REBOL3 tracker
  0.9.12 beta
Ticket #0002209 User: anonymous

Project:

Previous Next
rss
TypeIssue Statussubmitted Date24-Mar-2015 12:23
Versionr3 master CategorySyntax Submitted byfork
PlatformAll Severitymajor Prioritynormal

Summary Character Escaping Plan "Epic"
Description This is an "Epic" in training, to look holistically at the escaping picture. If any individual proposal becomes controversial to break out into its own issue (and hasn't been already), then the description will be deleted here and link to that new issue.

----

Often for escaping within braced strings, ^{ and ^} are available. These are available in any escaped context...inside of any string type, or any word. Hence ^{X} is not available to describe any form of escaping.

Often for escaping within tags, ^< and ^> are available. Again, they can be used to escape anywhere that escaping is available. Hence ^<X> is not available to describe any form of escaping for X

Often for escaping within quoted strings, ^" is available. It is also available in any escaped context, and rules out ^"X" as being a composite escape sequence.

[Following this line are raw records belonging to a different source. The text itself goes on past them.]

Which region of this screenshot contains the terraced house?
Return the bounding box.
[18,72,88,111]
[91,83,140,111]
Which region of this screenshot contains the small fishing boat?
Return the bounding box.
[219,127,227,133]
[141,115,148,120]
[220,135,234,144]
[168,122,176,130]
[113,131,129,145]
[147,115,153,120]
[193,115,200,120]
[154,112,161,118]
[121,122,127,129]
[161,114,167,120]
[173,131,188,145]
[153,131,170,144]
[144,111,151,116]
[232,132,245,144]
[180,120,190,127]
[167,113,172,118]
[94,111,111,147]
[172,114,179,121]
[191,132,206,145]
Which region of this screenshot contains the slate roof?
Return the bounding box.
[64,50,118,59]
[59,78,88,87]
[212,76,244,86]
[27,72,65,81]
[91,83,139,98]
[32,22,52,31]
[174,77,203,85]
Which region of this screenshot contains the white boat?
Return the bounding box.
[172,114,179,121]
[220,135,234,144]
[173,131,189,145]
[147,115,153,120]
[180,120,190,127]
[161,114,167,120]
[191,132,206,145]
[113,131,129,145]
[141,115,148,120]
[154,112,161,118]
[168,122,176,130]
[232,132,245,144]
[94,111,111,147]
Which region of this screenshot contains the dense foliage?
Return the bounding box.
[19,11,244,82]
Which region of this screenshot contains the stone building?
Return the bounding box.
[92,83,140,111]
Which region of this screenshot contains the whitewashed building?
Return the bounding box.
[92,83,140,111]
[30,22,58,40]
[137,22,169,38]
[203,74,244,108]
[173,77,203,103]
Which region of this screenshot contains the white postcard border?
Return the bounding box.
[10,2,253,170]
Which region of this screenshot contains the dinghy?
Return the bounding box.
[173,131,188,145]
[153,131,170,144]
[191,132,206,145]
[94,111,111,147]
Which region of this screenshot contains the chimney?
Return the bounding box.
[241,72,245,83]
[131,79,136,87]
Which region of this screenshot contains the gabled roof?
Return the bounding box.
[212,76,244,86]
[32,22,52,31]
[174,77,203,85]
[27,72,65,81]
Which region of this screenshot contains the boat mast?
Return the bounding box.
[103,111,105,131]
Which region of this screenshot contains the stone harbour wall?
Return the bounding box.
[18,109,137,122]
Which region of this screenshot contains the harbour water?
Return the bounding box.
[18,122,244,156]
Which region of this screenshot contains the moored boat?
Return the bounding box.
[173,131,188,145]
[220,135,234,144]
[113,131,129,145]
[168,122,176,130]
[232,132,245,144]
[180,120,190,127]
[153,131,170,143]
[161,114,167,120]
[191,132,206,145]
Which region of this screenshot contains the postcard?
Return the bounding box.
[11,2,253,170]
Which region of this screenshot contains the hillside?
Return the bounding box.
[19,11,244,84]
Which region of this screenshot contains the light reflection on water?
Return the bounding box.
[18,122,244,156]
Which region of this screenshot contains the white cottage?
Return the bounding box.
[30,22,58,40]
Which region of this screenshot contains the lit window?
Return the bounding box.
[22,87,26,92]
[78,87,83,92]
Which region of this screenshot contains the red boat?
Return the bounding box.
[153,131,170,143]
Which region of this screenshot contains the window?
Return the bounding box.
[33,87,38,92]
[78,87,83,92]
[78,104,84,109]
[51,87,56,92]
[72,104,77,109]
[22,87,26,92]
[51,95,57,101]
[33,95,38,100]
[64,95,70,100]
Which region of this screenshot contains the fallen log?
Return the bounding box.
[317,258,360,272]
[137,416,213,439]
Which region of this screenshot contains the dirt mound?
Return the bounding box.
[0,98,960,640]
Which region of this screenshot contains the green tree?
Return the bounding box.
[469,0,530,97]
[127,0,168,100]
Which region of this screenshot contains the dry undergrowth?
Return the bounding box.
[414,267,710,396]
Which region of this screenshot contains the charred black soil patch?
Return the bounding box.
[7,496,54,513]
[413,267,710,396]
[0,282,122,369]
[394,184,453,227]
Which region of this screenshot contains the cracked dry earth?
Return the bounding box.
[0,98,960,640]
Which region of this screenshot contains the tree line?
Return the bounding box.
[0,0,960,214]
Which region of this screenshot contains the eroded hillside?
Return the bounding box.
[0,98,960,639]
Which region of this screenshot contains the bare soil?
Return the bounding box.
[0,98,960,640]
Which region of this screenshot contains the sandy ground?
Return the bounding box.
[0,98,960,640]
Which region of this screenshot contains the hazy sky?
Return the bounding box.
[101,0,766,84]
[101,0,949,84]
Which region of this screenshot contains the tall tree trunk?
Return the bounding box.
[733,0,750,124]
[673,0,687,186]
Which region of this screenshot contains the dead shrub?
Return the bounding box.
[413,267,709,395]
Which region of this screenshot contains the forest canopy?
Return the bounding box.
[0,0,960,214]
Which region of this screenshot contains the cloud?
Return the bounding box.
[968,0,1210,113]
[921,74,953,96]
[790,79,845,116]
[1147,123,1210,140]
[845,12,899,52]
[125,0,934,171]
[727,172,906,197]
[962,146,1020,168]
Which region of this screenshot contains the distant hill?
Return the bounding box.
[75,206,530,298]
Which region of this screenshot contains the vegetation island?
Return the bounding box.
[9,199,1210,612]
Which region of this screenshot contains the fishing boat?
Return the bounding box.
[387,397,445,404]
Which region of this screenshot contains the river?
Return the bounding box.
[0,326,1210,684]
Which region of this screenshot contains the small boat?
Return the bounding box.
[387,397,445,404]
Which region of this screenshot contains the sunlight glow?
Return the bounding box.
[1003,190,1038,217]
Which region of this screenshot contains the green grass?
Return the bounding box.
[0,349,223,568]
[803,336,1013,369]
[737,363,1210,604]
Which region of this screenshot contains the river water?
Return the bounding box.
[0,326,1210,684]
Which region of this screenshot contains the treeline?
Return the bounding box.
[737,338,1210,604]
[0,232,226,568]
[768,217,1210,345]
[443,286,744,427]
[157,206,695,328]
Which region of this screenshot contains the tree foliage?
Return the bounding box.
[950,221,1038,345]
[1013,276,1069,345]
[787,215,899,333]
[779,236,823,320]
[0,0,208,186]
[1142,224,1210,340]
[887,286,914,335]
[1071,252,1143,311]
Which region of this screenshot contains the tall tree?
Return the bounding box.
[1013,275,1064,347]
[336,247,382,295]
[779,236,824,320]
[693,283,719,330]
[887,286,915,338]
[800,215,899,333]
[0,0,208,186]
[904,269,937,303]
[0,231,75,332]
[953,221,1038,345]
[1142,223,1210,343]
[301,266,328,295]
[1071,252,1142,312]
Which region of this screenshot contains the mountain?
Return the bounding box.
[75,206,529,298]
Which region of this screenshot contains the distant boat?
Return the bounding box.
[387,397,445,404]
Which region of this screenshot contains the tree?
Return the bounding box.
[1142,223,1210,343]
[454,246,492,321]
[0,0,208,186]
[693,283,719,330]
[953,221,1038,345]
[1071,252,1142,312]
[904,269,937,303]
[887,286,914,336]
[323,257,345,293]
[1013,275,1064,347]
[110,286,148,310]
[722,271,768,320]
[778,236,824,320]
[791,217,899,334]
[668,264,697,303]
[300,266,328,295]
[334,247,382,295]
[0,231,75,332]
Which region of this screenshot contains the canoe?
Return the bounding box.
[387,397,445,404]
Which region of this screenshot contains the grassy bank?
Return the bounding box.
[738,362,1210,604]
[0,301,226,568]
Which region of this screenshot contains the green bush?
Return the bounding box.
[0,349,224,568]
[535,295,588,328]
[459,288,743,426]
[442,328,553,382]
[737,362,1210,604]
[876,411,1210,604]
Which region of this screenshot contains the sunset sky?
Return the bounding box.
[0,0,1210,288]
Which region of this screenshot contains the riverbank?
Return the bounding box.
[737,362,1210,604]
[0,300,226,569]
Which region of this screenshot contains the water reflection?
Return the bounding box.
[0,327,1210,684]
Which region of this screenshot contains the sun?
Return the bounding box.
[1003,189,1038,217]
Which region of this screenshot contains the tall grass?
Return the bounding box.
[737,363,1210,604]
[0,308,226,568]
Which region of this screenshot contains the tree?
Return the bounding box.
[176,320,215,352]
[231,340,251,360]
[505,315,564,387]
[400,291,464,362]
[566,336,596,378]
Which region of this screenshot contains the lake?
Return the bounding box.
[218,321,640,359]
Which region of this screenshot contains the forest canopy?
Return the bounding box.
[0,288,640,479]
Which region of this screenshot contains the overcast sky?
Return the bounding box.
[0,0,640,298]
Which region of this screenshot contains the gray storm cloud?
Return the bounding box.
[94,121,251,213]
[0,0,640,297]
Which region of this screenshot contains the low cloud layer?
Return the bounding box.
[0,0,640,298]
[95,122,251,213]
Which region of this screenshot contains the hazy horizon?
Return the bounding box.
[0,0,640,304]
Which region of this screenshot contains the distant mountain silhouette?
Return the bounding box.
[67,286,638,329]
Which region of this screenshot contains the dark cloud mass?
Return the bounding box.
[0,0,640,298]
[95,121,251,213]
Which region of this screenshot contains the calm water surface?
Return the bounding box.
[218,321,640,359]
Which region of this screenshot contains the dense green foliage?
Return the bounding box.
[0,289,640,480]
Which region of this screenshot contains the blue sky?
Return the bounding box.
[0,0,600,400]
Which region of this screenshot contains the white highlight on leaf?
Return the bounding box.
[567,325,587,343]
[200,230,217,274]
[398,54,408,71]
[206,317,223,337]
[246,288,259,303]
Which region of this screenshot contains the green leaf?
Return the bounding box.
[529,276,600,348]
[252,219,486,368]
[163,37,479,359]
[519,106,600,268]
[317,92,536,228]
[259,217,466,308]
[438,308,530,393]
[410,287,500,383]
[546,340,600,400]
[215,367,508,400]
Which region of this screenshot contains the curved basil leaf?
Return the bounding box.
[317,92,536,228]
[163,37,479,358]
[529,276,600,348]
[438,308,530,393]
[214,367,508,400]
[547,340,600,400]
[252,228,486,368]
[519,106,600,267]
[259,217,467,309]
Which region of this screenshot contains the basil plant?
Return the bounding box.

^(DD) and ^(DDDD) have already been defined for codepoints where D is hexadecimal digits. ^(DDDD..) is reserved for future use to access higher codepoints when supported. (Red supports unicode above UTF-16, though exchanges all unicode data via UTF-8)

#2208 proposes ^[entity] as a way of encoding entities from the Unicode named character entities in the HTML5 specification, and explains why it does not extend the historical Rebol-named escapes. This also ensures that the names defer to the HTML5 spec and do not attempt to extend it; making it a good test of valid HTML5 escaping.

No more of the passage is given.